Sirius is free and solution providers, end-users, or IT departments can customize the software. It is based primarily on Carnegie Mellon University's Sphinx; Microsoft Research's Kaldi; Germany's RWTH Aachen RASR, and OpenEphyra. Image recognition is based on SURF. Because Sirius is open source, the IPA could be attractive to those channel organizations active in vertical markets such as banking, hospitality, tourism, and retail, or horizontal business needs including customer service, education, wearables, and distribution, said Michael Starnes, president of Orlando-based Starnes Consulting, in an interview.
"With the main competing platforms, the existing licensed options — from Apple, Microsoft, and Google — the main publicized use of voice control is driven by a set of hands-free options. Sirius is taking an additional fork to functionality, one not yet seen (in my opinion) by the big three. The ability to upload an image — from a phone or wearable — and ask a question about that image — or refer to the image in a complex sentence — is part of the Sirius project team goals," he said. "For example, taking a picture of the Washington Monument and then asking “How old is this?” That's a function set that goes beyond the current voice control paradigm. A true step forward, in my opinion."
What's in it for solution providers?
As businesses, developers, and the channel try to leverage wearables' potential, Sirius could play an important role, said Starnes. The availability of a free open source IPA gives solution providers a much lower cost of entry and more control over their client offerings.

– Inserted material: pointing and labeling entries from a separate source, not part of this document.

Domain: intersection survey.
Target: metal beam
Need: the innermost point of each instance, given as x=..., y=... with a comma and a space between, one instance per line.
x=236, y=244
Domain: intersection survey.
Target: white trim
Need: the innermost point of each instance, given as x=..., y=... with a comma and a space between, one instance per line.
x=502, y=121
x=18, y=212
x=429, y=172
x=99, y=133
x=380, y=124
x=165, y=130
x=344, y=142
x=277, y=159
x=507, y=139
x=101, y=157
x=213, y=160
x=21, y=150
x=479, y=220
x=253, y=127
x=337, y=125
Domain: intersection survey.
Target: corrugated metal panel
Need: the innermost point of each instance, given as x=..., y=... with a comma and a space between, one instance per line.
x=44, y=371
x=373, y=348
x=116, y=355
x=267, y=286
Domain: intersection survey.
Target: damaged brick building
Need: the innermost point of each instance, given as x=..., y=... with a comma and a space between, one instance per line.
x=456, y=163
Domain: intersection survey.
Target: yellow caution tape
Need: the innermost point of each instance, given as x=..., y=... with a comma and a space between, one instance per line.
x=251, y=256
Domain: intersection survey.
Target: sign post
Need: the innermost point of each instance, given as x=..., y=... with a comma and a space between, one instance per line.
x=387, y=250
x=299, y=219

"For Sirius to succeed, a market player — regional VAR or manufacturing arm — must adopt the software in a usable and marketable format. The chance of this happening is high given the proclivity of all the voice command players to demand chip/OS level payment for enabled software features," he said.
Added Kang: "The benefit of Sirius would be more flexible and configurable in terms of capability, focus, and deployment. It can provide a customized IPA that is more suitable for the specific requirement of the customer."
Google, ARM, DARPA, and the National Science Foundation helped fund the project.